This week is Rare Disease Week—seven days to acknowledge the more than 25 million Americans who suffer from one of 7,000 conditions that, on their own, affect fewer than 200,000 people. You’ve probably never heard of the vast majority of these conditions and, traditionally, these diseases attract fewer research dollars than diseases like cancer or Alzheimer’s. Patients fight for their lives—and for a cure, often hitting the ground to advocate for more money.
To help bring light to the need for cures, this week the EveryLife Foundation will bring more than 800 advocates to Capitol Hill to meet with members of Congress.
Lawmakers are not the only ones rare disease advocates are petitioning, however. Groups like the EveryLife Foundation also are fighting the Institute for Economic and Clinical Review, or ICER, the John and Laura Arnold-backed group that has taken it upon itself to determine the “value” of various treatments, including those used to manage or cure rare diseases. Using the hashtag #NumbersThatMatter, patients and physicians took to Twitter yesterday to call into question ICER’s methods. These advocates say they are worried ICER’s determinations are a “danger to diseases like cystic fibrosis and other chronic diseases.”

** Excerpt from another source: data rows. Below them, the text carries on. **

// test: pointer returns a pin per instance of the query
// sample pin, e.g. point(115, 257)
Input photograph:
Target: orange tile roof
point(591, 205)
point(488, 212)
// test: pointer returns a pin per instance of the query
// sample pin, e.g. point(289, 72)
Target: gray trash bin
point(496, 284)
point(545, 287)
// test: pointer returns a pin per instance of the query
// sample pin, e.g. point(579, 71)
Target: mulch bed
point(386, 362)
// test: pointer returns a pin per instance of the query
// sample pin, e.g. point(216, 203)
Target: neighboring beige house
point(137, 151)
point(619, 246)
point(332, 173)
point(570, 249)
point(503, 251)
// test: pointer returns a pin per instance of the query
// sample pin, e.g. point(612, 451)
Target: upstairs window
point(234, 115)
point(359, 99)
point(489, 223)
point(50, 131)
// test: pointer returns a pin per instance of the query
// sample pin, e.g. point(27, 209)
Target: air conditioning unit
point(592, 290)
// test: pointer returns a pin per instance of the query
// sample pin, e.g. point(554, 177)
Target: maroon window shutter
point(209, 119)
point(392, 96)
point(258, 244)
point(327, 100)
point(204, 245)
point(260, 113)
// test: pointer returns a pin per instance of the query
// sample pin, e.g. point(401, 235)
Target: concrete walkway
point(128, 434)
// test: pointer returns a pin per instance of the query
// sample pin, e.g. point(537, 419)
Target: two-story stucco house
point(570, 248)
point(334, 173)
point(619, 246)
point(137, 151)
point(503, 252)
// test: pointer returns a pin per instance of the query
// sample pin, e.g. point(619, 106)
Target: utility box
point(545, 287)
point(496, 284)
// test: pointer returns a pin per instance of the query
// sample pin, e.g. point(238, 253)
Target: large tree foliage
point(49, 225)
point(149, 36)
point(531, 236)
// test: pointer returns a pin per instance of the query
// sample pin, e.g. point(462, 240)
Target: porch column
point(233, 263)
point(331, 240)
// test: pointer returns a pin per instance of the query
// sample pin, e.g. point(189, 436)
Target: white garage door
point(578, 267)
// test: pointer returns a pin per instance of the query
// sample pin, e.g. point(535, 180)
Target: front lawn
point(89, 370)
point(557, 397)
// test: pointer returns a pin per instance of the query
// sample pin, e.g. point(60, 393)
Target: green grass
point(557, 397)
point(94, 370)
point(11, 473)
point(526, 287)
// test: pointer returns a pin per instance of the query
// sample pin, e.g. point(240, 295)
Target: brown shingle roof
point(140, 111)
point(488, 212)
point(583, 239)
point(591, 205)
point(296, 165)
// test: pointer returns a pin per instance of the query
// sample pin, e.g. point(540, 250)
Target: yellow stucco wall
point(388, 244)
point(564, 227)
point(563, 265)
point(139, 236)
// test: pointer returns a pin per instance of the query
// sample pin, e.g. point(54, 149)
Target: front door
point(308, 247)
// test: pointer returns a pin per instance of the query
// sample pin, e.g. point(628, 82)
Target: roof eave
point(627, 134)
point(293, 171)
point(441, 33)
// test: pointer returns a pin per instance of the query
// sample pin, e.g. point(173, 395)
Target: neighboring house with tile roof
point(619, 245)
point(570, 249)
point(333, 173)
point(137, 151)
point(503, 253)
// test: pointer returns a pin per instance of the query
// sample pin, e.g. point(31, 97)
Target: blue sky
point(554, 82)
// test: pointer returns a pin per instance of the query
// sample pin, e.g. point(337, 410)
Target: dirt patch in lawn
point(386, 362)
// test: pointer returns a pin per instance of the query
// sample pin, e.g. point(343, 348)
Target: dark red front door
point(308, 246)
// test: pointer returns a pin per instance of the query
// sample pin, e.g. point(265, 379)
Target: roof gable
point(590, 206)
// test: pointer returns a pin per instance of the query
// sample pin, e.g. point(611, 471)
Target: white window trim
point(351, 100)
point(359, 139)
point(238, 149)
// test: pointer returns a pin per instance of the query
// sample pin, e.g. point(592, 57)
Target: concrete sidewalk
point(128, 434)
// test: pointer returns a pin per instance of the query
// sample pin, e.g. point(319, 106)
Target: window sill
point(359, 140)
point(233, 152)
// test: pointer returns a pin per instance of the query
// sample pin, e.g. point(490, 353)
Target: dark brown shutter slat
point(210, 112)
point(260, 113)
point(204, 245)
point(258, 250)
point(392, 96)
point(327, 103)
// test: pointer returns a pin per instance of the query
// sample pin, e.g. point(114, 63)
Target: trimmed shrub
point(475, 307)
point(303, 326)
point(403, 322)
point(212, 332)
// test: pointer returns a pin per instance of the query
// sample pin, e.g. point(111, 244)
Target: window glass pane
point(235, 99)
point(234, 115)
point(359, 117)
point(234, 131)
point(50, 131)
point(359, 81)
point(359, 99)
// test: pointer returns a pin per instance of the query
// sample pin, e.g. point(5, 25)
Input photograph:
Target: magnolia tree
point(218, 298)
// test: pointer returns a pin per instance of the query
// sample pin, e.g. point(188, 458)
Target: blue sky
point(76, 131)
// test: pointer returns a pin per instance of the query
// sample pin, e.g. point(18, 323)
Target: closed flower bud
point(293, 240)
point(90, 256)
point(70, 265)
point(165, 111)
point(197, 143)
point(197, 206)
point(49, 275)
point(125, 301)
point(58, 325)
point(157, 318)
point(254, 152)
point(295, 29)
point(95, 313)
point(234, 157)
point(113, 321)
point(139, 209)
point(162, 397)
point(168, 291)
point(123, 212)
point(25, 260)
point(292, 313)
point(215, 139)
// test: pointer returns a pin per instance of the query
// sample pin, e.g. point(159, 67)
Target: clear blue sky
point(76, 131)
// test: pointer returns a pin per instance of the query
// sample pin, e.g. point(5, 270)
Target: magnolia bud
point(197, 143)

Specifically, the rare disease community focused yesterday on ICER’s evaluation of Trikafta, a drug approved last year by the U.S. Food and Drug Administration (FDA). In a press release announcing the approval, Acting FDA Commissioner Dr. Ned Sharpless said: “At the FDA, we’re consistently looking for ways to help speed the development of new therapies for complex diseases, while maintaining our high standards of review. Today’s landmark approval is a testament to these efforts, making a novel treatment available to most cystic fibrosis patients, including adolescents, who previously had no options ...”
Rare disease advocates are worried ICER is trying to get insurance companies (which, as we explain here, also provide significant financial backing to ICER) not to cover the drug. Indeed, advocates have less than a month to response to ICER’s evaluation of Trikafta before the organization releases a final report on the drug in May.
In a new podcast, Gunnar Esiason, a cystic fibrosis advocate with the Cystic Fibrosis Engagement Network (CFEN), explains why ICER’s model for determining drugs’ value has patients worried. He should know. In an op-ed published last month in The Hill, Esiason said Trikafta “saved my life.” “In a matter of days after” taking the treatment, Esiason “was allowed to look toward my future, a future that until then had to seem elusive.” He says the drug is the reason he is now able to pursue an MBA and Master of Public Health at Dartmouth. He says life with Trikafta is “a far cry from the days of not having the strength to walk up a flight of stairs.”
In that op-ed, Esiason also asked, “Would the analysts at ICER prefer I return to a state of recurrent hospitalizations, traumatic medical procedures, bouts of hemoptysis (coughing up blood), and the fast track towards end-stage illness and disability income?”
A video posted on the CFEN website by the Institute for Patient Access also examines ICER’s methodology. It argues ICER takes a “one size fits all” approach that is incomplete and not reflective of patients’ personal experiences. It concludes doctors and patients working together—not economists at ICER—should get to determine what treatment works best.
Of course, as we reported here, ICER has told patients, their parents, and their advocates that their voices actually matter very little. When the mother of a child who suffers from Duchenne muscular dystrophy, a rare and often fatal disease that causes muscle deterioration, asked how she was supposed to quantify the value of her child’s life, ICER President Stephen Pearson said, “[T]hat’s why we don’t have you vote.”